Search code examples
pysparkaws-glue

Is there any method to concatenate/unite DynamicFrame objects in AWS GLue?


I've tried to concatenate a set of DynamicFrame objects in order to create a composite bigger one within Glue Job. According to Glue docs there are only a few methods available for DynamicFrameCollection class and none of them allows this kind of operation. Have anyone tried to perform something similar?

A collection is an indexed by keys structure and looks like the following within gluecontext, where each datasource object is a parsed table in parquet format.

df_dic = {
    "datasource0": datasource0,
    "datasource1": datasource1,
    "datasourcen": datasourcen,
}
dfc = DynamicFrameCollection(dynamic_frames=df_dic, glue_ctx=glueContext)

Here each DynamicFrame is read using the read using create_dynamic_frame.from_options method.

datasource0 = glueContext.create_dynamic_frame.from_options(
    connection_type="s3",
    connection_options={
        "paths": [
            f"s3://{ENV_BUCKET}/parquet/{list_tables[0]}/store_module={store_module}"
        ]
    },
    format="parquet",
    # format_options={},
    transformation_ctx="datasource0",
)

Solution

  • I ended up using workaround, it can be achieved on the low-level API using DynamicFrame, without converting into spark DataFrame, in an iterative fashion using mergeDynamicFrame method.
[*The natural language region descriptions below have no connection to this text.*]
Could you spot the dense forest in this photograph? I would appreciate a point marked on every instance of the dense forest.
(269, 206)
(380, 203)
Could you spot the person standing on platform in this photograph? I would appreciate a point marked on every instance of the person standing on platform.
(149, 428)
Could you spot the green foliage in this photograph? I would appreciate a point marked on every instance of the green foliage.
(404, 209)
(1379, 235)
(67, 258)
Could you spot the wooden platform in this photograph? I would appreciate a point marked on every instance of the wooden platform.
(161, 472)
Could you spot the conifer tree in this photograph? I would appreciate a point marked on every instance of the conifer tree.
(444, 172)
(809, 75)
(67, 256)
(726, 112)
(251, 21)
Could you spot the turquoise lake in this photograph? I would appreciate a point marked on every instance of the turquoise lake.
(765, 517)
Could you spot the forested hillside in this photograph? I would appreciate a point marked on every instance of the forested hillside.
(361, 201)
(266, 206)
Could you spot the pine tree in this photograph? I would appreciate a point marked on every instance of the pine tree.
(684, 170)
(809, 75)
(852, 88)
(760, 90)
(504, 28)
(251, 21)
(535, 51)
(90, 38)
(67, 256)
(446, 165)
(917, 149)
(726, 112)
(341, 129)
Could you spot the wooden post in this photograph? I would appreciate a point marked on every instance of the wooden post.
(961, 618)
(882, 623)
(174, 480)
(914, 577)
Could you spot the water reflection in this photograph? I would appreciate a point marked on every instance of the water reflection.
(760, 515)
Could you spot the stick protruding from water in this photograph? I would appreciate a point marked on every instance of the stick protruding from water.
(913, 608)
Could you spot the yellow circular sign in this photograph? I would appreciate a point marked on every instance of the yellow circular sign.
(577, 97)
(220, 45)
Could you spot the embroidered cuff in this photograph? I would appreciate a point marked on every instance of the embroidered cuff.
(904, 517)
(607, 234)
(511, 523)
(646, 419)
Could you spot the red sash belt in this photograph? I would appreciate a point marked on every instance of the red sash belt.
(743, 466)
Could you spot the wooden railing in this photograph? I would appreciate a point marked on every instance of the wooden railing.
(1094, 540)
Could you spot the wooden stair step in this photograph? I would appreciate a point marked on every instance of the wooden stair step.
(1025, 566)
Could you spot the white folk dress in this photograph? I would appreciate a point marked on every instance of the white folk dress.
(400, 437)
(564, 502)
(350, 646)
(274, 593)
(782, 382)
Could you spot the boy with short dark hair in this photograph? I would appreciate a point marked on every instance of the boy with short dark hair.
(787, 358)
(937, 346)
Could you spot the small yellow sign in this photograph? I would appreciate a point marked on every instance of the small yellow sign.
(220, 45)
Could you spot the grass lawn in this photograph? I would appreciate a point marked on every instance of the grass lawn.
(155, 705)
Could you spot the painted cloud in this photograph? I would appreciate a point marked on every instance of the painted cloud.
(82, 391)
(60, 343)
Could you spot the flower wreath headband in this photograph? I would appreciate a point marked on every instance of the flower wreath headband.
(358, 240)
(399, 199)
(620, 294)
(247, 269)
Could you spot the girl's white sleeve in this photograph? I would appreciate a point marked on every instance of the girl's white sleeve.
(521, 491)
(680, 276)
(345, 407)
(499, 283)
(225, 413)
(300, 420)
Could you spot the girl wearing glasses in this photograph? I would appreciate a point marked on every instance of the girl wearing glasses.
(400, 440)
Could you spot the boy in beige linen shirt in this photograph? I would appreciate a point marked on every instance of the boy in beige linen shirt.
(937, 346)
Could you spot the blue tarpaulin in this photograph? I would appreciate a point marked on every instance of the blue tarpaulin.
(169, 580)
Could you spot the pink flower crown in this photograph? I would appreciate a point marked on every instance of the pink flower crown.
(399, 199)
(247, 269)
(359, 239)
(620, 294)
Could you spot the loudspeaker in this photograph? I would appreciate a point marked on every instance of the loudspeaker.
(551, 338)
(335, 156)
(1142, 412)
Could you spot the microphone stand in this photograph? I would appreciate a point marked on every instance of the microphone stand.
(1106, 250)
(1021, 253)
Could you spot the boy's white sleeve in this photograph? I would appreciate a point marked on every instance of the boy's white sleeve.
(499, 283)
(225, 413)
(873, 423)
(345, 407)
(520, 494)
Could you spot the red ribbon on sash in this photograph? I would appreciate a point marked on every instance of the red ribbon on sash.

    def CustomTransform(prefix: str, store_module: int) -> DynamicFrame:
        """[summary]
    
        Parameters
        ----------
        prefix : str
            [description]
        store_module : int
            [description]
    
        Returns
        -------
        DynamicFrame
            [description]
        """
        logger.info(f"Fetching DynamicFrame: {timestamp}")
        datasource = glueContext.create_dynamic_frame.from_options(
            connection_type="s3",
            connection_options={
                "paths": [
                    f"s3://{ENV_BUCKET}/parquet/{prefix}/store_module={store_module}"
                ]
            },
            format="parquet",
            # format_options={},
            transformation_ctx="datasource",
        )
        return datasource
    
    datasource0 = CustomTransform(list_tables[0], store_module)
    # Iterates over other DynamicFrames listed as `list_tables`
    for idx in range(1, len(list_tables)):
        datasourcex = CustomTransform(list_tables[idx], store_module)
        swp_datasource = datasource0.mergeDynamicFrame(
            stage_dynamic_frame=datasourcex,
            primary_keys=["id"],
            transformation_ctx="swp_datasource",
        )
        datasource0 = swp_datasource